Amor al mundo
A lo largo de la historia hemos visto concepciones de la vida muy pegadas a gozar de la tierra, y otras que desprecian esta realidad y buscan el cielo. Joan Maragall en su cántico espiritual se refería a un mundo al que amaba, y le costaba imaginar algo más grande: “si el mundo es ya tan hermoso, Señor, … / ¿qué más nos podéis dar en otra vida? /… querría / detener muchos momentos de cada día / para hacerlos eternos dentro de mi corazón”; su fe le llevaba no sólo a pensar en un más allá, sino ver a Dios en nuestra realidad, por eso acababa su plegaria diciendo: “¡Déjame creer, pues, que estás aquí!” Luego, quizás llevado por un escrúpulo de exceso de “vitalismo”, añadió la estrofa final sobre la maravilla del cielo. Hay quien piensa que el gozo del mundo no es bueno, hay un miedo a quedarse con lo humano: “¿puede pregustarse la felicidad eterna en esta vida temporal hasta el punto de volverse innecesaria la misma felicidad eterna?”, pero si bien hace años había este tipo de dificultades culturales, ahora podemos entender lo que quiso decir el poeta: sin miedo a la vida, pues este amor por la vida no está reñido con el deseo del más allá. “¿Es bueno sentirse feliz ya aquí, sin perder la fe en el más allá?” Y respondemos claramente: ¡sí! El placer no es pecado, y la vida no es sólo un “valle de lágrimas” donde es obligatorio llorar; decía una mujer: “es un valle de lágrimas la vida, pero, ¡qué bien se llora!”. La vida no es sólo mirar al más allá, olvidando disfrutar del regalo que Dios nos ha hecho. Si el mundo es un regalo divino (volviendo a la poesía citada), y Dios nos ha hecho un jardín delicioso como regalo, ¿no sería una blasfemia cerrar los ojos y despreciar este regalo? ¿Cómo se agradecen los regalos? Abriendo el envoltorio, y disfrutándolos. Pues por ahí va la poesía. Oímos hablar mucho de que la vida moral es hacer la voluntad de Dios en el cumplimiento de obligaciones, cuando lo que Dios quiere en ese cumplir por amor es que seamos felices: “la felicidad del cielo es para los que saben ser felices en la tierra”, decía San Josemaría Escrivá quien hablaba de “amar el mundo apasionadamente”.

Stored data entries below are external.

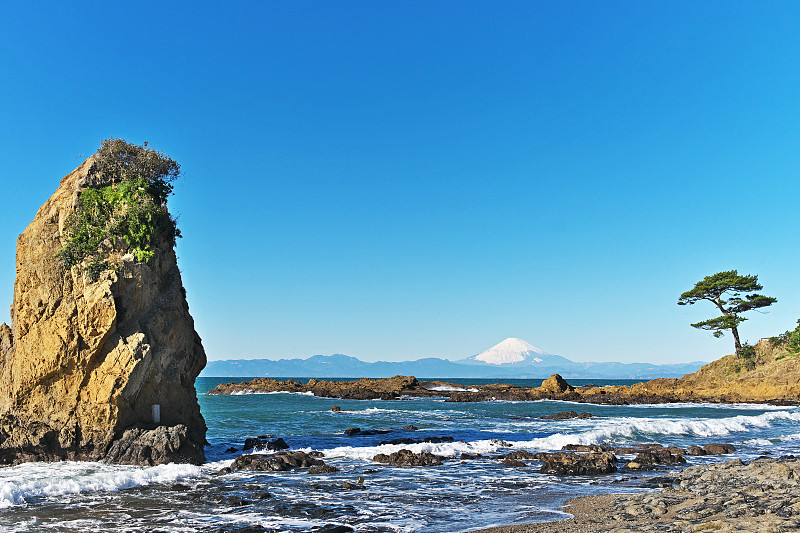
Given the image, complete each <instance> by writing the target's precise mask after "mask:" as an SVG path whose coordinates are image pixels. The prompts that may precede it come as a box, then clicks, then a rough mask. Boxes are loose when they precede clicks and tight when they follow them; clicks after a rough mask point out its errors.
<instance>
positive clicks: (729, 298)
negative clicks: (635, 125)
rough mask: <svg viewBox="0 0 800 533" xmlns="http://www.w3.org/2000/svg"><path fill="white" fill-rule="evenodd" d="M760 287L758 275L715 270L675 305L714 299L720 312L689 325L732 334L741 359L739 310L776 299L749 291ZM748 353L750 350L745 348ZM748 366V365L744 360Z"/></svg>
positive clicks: (736, 352) (720, 336)
mask: <svg viewBox="0 0 800 533" xmlns="http://www.w3.org/2000/svg"><path fill="white" fill-rule="evenodd" d="M761 289H763V287H762V286H761V285H760V284H759V283H758V276H749V275H748V276H740V275H739V273H738V272H737V271H736V270H728V271H726V272H718V273H716V274H713V275H711V276H706V277H705V278H703V279H702V280H700V281H698V282H697V283H696V284H695V286H694V288H693V289H691V290H688V291H686V292H684V293H683V294H681V296H680V298H679V299H678V305H692V304H694V303H696V302H699V301H700V300H708V301H709V302H711V303H713V304H714V305H715V306H717V308H718V309H719V311H720V312H721V313H722V315H721V316H718V317H715V318H710V319H708V320H703V321H701V322H697V323H695V324H692V327H694V328H698V329H704V330H707V331H713V332H714V336H715V337H722V335H723V333H724V330H726V329H729V330H731V333H732V334H733V341H734V346H735V348H736V356H737V358H739V359H743V355H742V350H743V348H744V347H743V346H742V343H741V342H740V341H739V330H738V326H739V324H741V323H742V322H744V321H745V320H747V319H746V318H744V317H742V316H741V314H742V313H744V312H746V311H751V310H753V309H759V308H761V307H767V306H770V305H772V304H774V303H775V302H777V301H778V300H777V299H776V298H772V297H771V296H764V295H762V294H748V293H755V292H756V291H760V290H761ZM747 353H748V354H749V352H747ZM746 366H747V367H750V366H751V365H750V364H749V363H746Z"/></svg>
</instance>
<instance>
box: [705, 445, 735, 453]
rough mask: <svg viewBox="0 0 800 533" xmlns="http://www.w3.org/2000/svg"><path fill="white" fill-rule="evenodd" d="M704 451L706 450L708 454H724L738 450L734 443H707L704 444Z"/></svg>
mask: <svg viewBox="0 0 800 533" xmlns="http://www.w3.org/2000/svg"><path fill="white" fill-rule="evenodd" d="M703 451H704V452H706V454H708V455H724V454H727V453H733V452H735V451H736V448H735V447H734V446H733V444H718V443H717V444H706V445H705V446H703Z"/></svg>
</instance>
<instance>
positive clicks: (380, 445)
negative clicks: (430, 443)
mask: <svg viewBox="0 0 800 533" xmlns="http://www.w3.org/2000/svg"><path fill="white" fill-rule="evenodd" d="M453 440H454V439H453V437H426V438H424V439H412V438H408V437H407V438H405V439H393V440H385V441H382V442H381V443H380V444H379V446H383V445H384V444H395V445H397V444H420V443H423V442H427V443H431V444H440V443H442V442H453Z"/></svg>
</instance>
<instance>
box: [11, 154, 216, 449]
mask: <svg viewBox="0 0 800 533" xmlns="http://www.w3.org/2000/svg"><path fill="white" fill-rule="evenodd" d="M94 159H95V156H92V157H90V158H89V159H87V160H86V161H85V162H84V163H83V164H82V165H81V166H79V167H78V168H77V169H75V170H74V171H73V172H71V173H70V174H68V175H67V176H65V177H64V178H63V179H62V180H61V184H60V185H59V187H58V189H57V190H56V191H55V193H54V194H53V196H52V197H51V198H50V199H49V200H47V202H45V204H44V205H43V206H42V207H41V208H40V209H39V211H38V213H37V214H36V217H35V218H34V220H33V222H31V223H30V225H29V226H28V227H27V228H26V229H25V231H24V232H23V233H22V235H20V236H19V239H18V240H17V259H16V267H17V277H16V282H15V285H14V302H13V305H12V306H11V320H12V324H11V327H9V326H7V325H5V324H3V325H2V326H0V463H5V464H11V463H17V462H22V461H37V460H48V461H49V460H64V459H69V460H104V461H108V462H115V463H124V464H159V463H165V462H171V461H178V462H192V463H202V462H203V460H204V455H203V446H204V443H205V433H206V426H205V421H204V420H203V417H202V415H201V414H200V407H199V405H198V403H197V395H196V392H195V388H194V382H195V378H196V377H197V375H198V374H199V373H200V371H201V370H202V369H203V367H204V366H205V364H206V356H205V352H204V350H203V346H202V344H201V341H200V337H199V336H198V335H197V333H196V332H195V330H194V321H193V320H192V317H191V315H190V314H189V311H188V305H187V303H186V298H185V292H184V289H183V286H182V283H181V275H180V271H179V270H178V266H177V262H176V257H175V252H174V251H173V249H172V246H171V245H170V244H168V243H164V244H163V245H162V246H160V247H158V249H156V250H155V256H154V257H153V258H152V259H151V260H150V261H148V262H147V263H140V262H136V261H134V258H133V256H132V255H130V254H127V255H126V254H125V253H124V249H121V248H120V247H118V246H115V245H114V244H113V243H107V244H108V250H107V255H108V257H109V263H110V264H112V265H114V267H115V268H114V269H108V270H106V271H104V272H102V273H101V274H100V277H99V279H97V281H90V280H89V278H87V277H86V275H85V273H84V272H83V271H82V270H81V269H80V268H79V267H77V266H76V267H73V268H71V269H66V268H65V267H64V266H63V264H62V261H61V260H60V259H59V258H57V257H56V255H57V254H58V252H59V251H60V250H61V248H62V246H63V245H64V242H65V234H64V226H65V222H66V219H67V217H68V216H69V214H70V213H71V212H72V210H73V209H74V206H75V201H76V198H77V196H78V194H79V193H80V191H81V190H82V189H83V188H85V187H89V186H98V185H104V183H103V180H102V176H99V177H98V176H97V175H96V173H92V172H90V170H91V168H92V165H93V162H94ZM154 406H158V407H154ZM154 411H160V413H159V414H160V420H159V419H158V418H159V417H157V416H154V415H156V414H157V413H155V412H154Z"/></svg>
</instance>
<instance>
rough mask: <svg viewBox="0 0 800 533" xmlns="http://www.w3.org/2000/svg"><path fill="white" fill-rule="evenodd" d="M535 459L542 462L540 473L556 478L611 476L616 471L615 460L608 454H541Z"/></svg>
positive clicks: (537, 454)
mask: <svg viewBox="0 0 800 533" xmlns="http://www.w3.org/2000/svg"><path fill="white" fill-rule="evenodd" d="M537 458H539V459H540V460H542V461H543V462H544V464H543V465H542V470H541V472H542V473H543V474H555V475H557V476H587V475H596V474H611V473H614V472H616V471H617V466H616V462H617V458H616V457H615V456H614V454H613V453H610V452H601V453H597V452H590V453H587V454H581V453H566V452H555V453H549V454H545V453H541V454H537Z"/></svg>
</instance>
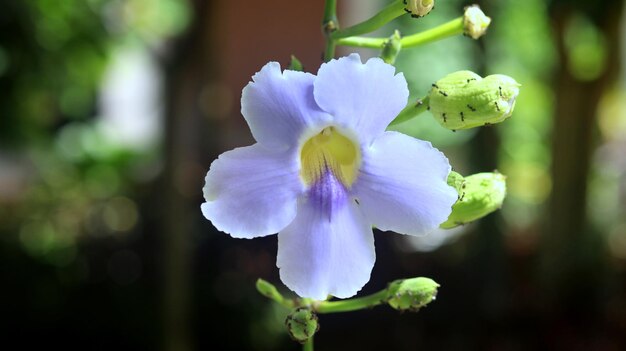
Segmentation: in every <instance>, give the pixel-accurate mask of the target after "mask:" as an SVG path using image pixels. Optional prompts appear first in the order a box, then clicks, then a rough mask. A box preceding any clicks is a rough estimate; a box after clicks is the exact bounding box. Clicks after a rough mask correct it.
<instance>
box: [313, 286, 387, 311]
mask: <svg viewBox="0 0 626 351" xmlns="http://www.w3.org/2000/svg"><path fill="white" fill-rule="evenodd" d="M387 297H388V292H387V289H384V290H381V291H379V292H377V293H374V294H372V295H368V296H364V297H359V298H356V299H350V300H341V301H318V302H316V303H314V304H313V306H312V308H313V309H314V310H315V311H316V312H317V313H337V312H351V311H357V310H362V309H365V308H371V307H374V306H378V305H380V304H382V303H385V302H386V301H387Z"/></svg>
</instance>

He podido visitar una exposición en el Museo del Prado sobre el retrato en el Renacimiento, cuando la expresión de los rostros se vuelve arte, belleza en sí misma, sin necesidad de ser un “pretexto” para un motivo religioso. Ahí, el renacimiento es humanismo que conecta con aspectos de la antigua Roma, que reciben una nueva vitalidad en la cultura cristiana. Pero en la historia ha sido difícil encontrar un equilibrio, el maniqueísmo ha hecho que a veces no se acepte la belleza y el gozo en sí mismos. El cielo será también belleza y encanto, y no se llega a él sólo a través de obligaciones y cosas desagradables, palabras muertas que no mueven: “¿Cuando llegará el momento que despreciaréis cualquier otro ritmo y no hablaréis sino con palabras vivas? Entonces seréis escuchados con entusiasmo y vuestras palabras misteriosas darán frutos de vida verdadera y desvelaréis entusiasmo” (decía también Joan Maragall). San Ireneo nos dará una aportación importante para captar lo que es la gloria de Dios, la voluntad de Dios: "Gloria Dei vivens homo", la gloria de Dios es la vida del hombre, y la vida del hombre es la visión de Dios. Esto está bien lejos de considerar a Dios como un ser lejano de los hombres, como un rey que recibe el tributo de los hombres con una especie de autocomplacencia. La gloria de Dios es nuestra vida plena, humana y divina: hacia el más allá, viviendo “a tope” nuestra existencia actual, con una “alegría de vivir” que lejos de ser un vitalismo hueco, hedonista, es una verdadera pasión por la vida en la que ya tenemos “el más allá”, pues “Dios está aquí”, “en presente”: abrir los ojos a la vida es alegría, sentirse en casa, libres, sin atarse a nada más que al amor que procede de ese Dios que nos ama… eso es la vida. Jesús amaba la vida con asombro y entusiasmo, sabía disfrutar de todo lo humano, dentro del camino pascual.